Out lab has been peeing in the house the last week when we are at work so we are bring her to vet. The wood floor where she peed a few times(by sliding door) has warped. WTF..lol. How could this happen from pee? Is there any way to get the boards a little straight besides replacing them? Has anyone ever seen or heard of this happening from dog pee? Thanks.


----------



## craig11152 (Jun 20, 2015)

Human pee is 90%+ water. I imagine dog pee is too. Hope your dog is ok.


----------



## Mstrlucky74 (Jan 19, 2013)

craig11152 said:


> Human pee is 90%+ water. I imagine dog pee is too. Hope your dog is ok.

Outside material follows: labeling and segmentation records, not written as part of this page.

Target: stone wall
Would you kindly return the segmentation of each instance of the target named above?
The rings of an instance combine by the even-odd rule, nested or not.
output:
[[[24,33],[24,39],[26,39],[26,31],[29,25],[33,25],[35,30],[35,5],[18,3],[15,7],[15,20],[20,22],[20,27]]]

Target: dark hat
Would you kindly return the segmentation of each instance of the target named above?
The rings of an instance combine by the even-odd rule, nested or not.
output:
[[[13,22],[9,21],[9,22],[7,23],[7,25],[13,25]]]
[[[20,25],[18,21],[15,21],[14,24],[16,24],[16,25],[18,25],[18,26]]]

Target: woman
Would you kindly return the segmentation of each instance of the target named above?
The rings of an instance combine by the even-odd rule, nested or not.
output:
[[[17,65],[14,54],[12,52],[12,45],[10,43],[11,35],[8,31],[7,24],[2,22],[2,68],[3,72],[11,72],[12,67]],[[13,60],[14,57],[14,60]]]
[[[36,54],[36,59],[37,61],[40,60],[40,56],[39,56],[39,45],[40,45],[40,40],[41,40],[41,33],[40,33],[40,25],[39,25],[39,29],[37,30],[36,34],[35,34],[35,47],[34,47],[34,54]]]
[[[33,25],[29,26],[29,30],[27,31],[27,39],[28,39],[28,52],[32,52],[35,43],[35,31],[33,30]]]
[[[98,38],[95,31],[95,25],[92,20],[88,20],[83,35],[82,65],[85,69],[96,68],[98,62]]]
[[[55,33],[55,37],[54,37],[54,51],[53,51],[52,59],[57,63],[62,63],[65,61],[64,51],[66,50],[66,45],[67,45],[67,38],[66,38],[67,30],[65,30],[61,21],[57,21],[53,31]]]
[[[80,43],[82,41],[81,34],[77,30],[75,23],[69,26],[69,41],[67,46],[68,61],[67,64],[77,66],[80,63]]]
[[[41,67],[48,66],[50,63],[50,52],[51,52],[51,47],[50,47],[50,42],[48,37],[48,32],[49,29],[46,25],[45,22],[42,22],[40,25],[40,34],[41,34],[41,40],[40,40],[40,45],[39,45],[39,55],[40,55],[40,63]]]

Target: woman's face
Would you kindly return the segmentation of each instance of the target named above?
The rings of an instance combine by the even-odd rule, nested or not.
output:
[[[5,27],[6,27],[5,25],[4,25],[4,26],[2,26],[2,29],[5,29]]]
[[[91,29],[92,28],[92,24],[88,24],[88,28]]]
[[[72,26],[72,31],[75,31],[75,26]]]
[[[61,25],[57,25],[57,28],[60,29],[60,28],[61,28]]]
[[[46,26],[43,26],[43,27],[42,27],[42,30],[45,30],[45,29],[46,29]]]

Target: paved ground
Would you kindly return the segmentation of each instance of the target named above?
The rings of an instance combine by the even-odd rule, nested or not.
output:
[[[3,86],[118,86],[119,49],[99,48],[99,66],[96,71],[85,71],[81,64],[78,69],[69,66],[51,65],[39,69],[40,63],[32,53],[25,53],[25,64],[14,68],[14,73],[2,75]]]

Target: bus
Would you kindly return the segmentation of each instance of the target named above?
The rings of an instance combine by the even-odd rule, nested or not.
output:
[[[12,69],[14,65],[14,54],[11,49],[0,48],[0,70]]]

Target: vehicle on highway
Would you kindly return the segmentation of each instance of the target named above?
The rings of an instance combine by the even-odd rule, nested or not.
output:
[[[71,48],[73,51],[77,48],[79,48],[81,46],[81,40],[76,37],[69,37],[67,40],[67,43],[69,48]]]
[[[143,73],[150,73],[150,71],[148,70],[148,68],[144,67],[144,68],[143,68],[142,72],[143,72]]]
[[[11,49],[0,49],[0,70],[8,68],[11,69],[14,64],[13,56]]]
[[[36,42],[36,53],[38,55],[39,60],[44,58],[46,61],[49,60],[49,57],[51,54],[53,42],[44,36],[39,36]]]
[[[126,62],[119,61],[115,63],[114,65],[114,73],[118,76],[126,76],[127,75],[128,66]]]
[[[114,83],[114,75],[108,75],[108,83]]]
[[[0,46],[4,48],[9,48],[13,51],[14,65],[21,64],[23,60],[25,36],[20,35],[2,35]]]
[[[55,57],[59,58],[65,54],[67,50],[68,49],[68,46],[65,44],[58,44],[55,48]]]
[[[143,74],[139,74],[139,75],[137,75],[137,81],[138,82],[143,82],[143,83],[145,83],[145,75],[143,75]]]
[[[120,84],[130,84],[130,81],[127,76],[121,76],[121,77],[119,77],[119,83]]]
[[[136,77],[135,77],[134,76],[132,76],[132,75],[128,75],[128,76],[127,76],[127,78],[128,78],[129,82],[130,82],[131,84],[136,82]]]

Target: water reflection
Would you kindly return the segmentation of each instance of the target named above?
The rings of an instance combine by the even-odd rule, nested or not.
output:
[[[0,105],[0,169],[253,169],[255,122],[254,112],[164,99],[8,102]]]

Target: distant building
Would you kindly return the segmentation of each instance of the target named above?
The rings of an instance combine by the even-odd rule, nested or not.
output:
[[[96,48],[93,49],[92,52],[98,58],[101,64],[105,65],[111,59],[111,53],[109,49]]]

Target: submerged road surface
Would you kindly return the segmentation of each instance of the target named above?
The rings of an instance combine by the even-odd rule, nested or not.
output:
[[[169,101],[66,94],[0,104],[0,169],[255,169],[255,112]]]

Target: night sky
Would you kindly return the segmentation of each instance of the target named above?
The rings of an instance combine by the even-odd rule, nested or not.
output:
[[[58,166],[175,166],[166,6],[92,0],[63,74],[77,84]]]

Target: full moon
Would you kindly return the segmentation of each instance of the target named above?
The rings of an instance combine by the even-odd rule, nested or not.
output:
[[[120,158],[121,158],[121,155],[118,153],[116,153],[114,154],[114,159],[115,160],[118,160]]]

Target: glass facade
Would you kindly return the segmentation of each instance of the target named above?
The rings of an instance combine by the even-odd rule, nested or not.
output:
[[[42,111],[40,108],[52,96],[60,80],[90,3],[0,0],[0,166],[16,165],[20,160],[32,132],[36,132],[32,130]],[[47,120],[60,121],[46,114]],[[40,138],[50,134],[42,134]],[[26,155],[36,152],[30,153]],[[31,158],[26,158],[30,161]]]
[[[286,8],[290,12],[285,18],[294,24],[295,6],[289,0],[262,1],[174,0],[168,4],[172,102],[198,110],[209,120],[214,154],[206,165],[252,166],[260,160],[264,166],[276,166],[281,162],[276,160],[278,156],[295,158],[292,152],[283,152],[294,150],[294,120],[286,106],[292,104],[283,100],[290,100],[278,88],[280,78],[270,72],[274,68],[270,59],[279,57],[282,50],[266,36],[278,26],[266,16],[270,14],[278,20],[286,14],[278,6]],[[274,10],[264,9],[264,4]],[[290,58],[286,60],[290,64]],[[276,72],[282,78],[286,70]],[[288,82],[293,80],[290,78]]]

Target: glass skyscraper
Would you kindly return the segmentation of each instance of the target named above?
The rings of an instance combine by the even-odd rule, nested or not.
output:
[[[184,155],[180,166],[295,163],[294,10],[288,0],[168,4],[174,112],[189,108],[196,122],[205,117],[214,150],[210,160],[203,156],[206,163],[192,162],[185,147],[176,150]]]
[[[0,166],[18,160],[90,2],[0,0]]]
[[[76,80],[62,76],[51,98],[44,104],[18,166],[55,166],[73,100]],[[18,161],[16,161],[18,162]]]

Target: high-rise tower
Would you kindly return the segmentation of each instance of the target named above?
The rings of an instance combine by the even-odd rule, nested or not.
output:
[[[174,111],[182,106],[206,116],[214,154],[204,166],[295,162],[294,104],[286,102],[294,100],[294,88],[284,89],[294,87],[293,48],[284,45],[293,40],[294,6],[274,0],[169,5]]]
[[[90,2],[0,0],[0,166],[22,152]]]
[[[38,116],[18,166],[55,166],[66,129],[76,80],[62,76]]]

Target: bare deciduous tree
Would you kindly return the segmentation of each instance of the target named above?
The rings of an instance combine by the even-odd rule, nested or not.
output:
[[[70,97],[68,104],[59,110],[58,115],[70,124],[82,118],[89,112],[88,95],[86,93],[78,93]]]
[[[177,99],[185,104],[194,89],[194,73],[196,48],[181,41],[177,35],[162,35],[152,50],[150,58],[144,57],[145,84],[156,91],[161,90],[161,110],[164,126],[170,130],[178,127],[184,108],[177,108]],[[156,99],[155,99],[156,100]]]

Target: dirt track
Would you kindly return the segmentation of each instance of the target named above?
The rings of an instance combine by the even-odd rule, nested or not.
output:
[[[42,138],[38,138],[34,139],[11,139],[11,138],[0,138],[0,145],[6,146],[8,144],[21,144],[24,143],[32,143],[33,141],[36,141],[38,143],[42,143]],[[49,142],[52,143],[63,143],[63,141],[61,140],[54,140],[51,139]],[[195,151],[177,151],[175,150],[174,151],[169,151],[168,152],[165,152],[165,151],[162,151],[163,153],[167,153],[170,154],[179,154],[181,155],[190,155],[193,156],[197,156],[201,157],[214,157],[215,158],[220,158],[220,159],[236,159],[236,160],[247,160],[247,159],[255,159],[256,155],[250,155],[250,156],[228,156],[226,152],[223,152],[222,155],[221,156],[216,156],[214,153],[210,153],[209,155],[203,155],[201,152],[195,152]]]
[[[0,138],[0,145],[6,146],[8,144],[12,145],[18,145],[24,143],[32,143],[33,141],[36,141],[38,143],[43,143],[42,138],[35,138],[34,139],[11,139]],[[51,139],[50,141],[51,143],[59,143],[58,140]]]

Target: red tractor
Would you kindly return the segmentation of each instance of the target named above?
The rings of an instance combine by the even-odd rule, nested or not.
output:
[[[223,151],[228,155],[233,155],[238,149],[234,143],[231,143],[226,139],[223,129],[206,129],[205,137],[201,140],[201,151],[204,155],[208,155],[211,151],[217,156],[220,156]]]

Are you saying it is or isn't 90% water? What ere you implying? Thanks


----------



## joecaption (Nov 30, 2011)

Implying it is at least 90% water, water causes wooden floors to cup and curl, water under the flooring is likely to form mold and the urine smell is going to soak into the sub floor.


----------



## Mstrlucky74 (Jan 19, 2013)

joecaption said:


> Implying it is at least 90% water, water causes wooden floors to cup and curl, water under the flooring is likely to form mold and the urine smell is going to soak into the sub floor.


Ok thanks but why the wood curl?


----------



## joecaption (Nov 30, 2011)

Uneven drying causes wood to cup and or curl.


----------



## Mstrlucky74 (Jan 19, 2013)

joecaption said:


> Uneven drying causes wood to cup and or curl.


Thanks


----------



## cleanersnotting (Jul 2, 2015)

My advice is to consider professional floor restoration.


----------



## TimPa (Aug 15, 2010)

why the curl?

the top face of the floor is sealed/finished with several coats. the underside has none! when one face is sealed differently than the other face, and the board is exposed to moisture, the unsealed face will absorb moisture (expand) while the sealed face will not, leading to cupping. plus there is likely a rosin paper or felt under the floor, to hold the moisture there even longer. 

do not let it get wet again. if the cupping is a trip hazard or otherwise unacceptable, it must be cut out and replaced. if you can wait it out, they will return somewhat after several seasons.


----------